On host1 you should get following:

eth0 Link encap:Ethernet HWaddr 00:00:E2:90:D9:DE
inet addr:192.168.0.1 Bcast:192.168.0.255 Mask:255.255.255.0
inet6 addr: fe80::200:e2ff:fe90:d9de/10 Scope:Link
UP BROADCAST RUNNING MULTICAST MTU:1500 Metric:1
RX packets:35316 errors:0 dropped:0 overruns:0 frame:0
TX packets:29748 errors:0 dropped:0 overruns:0 carrier:0
collisions:0 txqueuelen:100
RX bytes:40358163 (38.4 Mb) TX bytes:3546609 (3.3 Mb)
Interrupt:10 Base address:0xd000

ipsec0 Link encap:IPIP Tunnel HWaddr
inet addr:192.168.0.1 Mask:255.255.255.0
UP RUNNING NOARP MTU:16260 Metric:1
RX packets:29 errors:0 dropped:0 overruns:0 frame:0
TX packets:38 errors:0 dropped:0 overruns:0 carrier:0
collisions:0 txqueuelen:10
RX bytes:4107 (4.0 Kb) TX bytes:6468 (6.3 Kb)

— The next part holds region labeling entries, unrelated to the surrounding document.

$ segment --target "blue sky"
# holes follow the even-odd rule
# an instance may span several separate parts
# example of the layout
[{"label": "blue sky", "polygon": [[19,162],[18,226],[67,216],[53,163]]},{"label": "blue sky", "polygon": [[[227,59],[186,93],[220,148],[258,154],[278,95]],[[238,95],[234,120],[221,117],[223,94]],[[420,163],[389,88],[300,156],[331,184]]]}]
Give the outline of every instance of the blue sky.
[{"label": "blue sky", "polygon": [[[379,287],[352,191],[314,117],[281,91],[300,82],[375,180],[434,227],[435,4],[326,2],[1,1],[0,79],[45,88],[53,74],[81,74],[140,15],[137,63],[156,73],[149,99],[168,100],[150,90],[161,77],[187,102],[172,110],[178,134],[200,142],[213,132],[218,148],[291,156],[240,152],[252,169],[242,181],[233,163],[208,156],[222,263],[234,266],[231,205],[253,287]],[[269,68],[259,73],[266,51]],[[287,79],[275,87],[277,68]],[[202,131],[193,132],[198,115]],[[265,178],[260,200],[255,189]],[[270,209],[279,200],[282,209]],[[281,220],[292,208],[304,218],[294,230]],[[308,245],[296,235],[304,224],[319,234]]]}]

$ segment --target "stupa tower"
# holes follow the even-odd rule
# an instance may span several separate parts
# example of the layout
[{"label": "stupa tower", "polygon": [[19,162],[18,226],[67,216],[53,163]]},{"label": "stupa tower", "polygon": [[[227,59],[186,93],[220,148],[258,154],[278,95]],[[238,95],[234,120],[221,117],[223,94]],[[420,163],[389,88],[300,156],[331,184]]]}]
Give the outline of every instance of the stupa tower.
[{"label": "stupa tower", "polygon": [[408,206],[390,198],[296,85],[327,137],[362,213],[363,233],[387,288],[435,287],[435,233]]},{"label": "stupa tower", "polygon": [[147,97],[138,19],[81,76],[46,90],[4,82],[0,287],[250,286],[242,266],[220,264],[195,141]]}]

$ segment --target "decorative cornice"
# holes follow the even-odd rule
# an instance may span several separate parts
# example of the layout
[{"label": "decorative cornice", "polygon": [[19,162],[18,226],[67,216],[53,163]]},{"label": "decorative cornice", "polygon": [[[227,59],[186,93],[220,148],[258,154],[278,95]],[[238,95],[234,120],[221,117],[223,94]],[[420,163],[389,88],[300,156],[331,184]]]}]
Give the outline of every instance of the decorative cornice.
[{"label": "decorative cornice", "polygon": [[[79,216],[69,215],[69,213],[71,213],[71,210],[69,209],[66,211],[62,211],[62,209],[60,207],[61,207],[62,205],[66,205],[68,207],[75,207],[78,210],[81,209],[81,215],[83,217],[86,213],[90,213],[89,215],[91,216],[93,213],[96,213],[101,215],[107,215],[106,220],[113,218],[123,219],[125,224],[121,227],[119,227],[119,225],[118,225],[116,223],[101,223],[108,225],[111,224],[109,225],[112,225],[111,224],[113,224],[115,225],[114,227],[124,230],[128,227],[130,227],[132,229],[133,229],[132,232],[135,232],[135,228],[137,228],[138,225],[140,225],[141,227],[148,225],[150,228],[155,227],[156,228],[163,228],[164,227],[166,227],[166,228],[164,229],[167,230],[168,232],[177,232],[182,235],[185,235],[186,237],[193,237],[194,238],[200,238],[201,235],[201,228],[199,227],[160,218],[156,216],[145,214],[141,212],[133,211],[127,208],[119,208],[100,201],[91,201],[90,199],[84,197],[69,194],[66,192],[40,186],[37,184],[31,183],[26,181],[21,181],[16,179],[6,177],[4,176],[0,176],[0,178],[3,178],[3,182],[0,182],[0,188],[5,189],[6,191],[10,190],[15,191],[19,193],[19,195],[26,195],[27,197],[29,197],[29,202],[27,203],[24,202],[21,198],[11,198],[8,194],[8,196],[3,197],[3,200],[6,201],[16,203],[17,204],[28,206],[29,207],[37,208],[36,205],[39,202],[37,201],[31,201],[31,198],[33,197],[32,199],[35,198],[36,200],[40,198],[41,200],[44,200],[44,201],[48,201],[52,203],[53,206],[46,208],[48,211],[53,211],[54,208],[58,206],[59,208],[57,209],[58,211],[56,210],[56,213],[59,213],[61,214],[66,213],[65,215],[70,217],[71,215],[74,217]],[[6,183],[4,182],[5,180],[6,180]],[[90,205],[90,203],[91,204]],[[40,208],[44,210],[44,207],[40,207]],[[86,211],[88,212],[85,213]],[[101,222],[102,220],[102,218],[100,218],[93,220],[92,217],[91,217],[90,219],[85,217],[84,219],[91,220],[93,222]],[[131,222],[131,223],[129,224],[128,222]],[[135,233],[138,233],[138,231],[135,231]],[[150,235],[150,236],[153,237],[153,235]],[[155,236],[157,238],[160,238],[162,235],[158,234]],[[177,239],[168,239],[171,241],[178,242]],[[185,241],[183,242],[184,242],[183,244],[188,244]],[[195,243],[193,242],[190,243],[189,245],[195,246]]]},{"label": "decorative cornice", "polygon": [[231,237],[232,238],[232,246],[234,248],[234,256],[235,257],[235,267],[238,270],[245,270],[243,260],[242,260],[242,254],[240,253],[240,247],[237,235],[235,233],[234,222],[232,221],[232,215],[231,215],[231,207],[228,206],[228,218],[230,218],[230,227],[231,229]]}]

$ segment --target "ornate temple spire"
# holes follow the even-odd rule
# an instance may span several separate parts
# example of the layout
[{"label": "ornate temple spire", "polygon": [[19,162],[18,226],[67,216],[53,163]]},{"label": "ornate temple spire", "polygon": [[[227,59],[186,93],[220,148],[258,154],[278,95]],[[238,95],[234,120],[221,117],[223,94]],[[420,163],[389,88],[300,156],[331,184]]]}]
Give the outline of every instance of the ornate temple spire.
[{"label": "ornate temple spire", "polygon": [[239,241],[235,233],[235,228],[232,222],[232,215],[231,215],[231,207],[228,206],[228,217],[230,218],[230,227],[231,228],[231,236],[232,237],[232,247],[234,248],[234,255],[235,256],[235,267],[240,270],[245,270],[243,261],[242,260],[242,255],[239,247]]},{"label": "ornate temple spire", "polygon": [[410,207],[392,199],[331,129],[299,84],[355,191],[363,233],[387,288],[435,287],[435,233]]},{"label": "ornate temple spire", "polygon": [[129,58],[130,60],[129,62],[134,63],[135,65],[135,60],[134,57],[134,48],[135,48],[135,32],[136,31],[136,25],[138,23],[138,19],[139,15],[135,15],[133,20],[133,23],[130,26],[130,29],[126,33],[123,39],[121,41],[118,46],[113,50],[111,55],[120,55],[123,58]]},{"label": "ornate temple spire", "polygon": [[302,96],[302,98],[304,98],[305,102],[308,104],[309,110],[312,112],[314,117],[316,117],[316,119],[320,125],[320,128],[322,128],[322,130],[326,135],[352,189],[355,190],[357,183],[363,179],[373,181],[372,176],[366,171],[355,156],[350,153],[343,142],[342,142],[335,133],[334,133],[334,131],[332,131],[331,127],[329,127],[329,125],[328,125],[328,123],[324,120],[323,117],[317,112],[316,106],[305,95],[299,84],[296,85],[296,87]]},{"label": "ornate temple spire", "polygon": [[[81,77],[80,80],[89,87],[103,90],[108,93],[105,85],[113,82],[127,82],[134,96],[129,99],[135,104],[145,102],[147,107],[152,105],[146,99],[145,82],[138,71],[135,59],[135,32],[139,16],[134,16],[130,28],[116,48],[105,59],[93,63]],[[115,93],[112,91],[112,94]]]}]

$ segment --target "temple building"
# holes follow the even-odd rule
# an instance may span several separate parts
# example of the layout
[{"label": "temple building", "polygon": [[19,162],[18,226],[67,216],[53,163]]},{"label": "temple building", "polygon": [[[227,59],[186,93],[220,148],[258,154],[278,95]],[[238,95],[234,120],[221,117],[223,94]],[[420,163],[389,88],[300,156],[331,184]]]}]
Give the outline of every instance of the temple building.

lo Link encap:Local Loopback
inet addr:127.0.0.1 Mask:255.0.0.0
inet6 addr: ::1/128 Scope:Host
UP LOOPBACK RUNNING MTU:16436 Metric:1
RX packets:401 errors:0 dropped:0 overruns:0 frame:0
TX packets:401 errors:0 dropped:0 overruns:0 carrier:0
collisions:0 txqueuelen:0
RX bytes:25076 (24.4 Kb) TX bytes:25076 (24.4 Kb)

Test the connection with ipsec look. On host1 you should get something like:

linux Thu Oct 31 14:35:18 CET 2002
192.168.0.1/32 -> 192.168.0.2/32 => tun0x1004@192.168.0.2 esp0x382b1e8a@192.168.0.2 (76)
ipsec0->eth0 mtu=16260(1443)->1500
esp0x382b1e89@192.168.0.2 ESP_3DES_HM...

route command on host1 should provide following output:

Kernel IP routing table
Destination Gateway Genmask Flags Metric Ref Use Iface
192.168.0.2 192.168.0.2 255.255.255.255 UGH 0 0 0 ipsec0
192.168.0.0 * 255.255.255.0 U 0 0 0 eth0
192.168.0.0 * 255.255.255.0 U 0 0 0 ipsec0

NOTE: Before setting up IP address of eth0 and routing table on each host, make sure ipsec
is not running. If it is running on one of the hosts, it will cause troubles.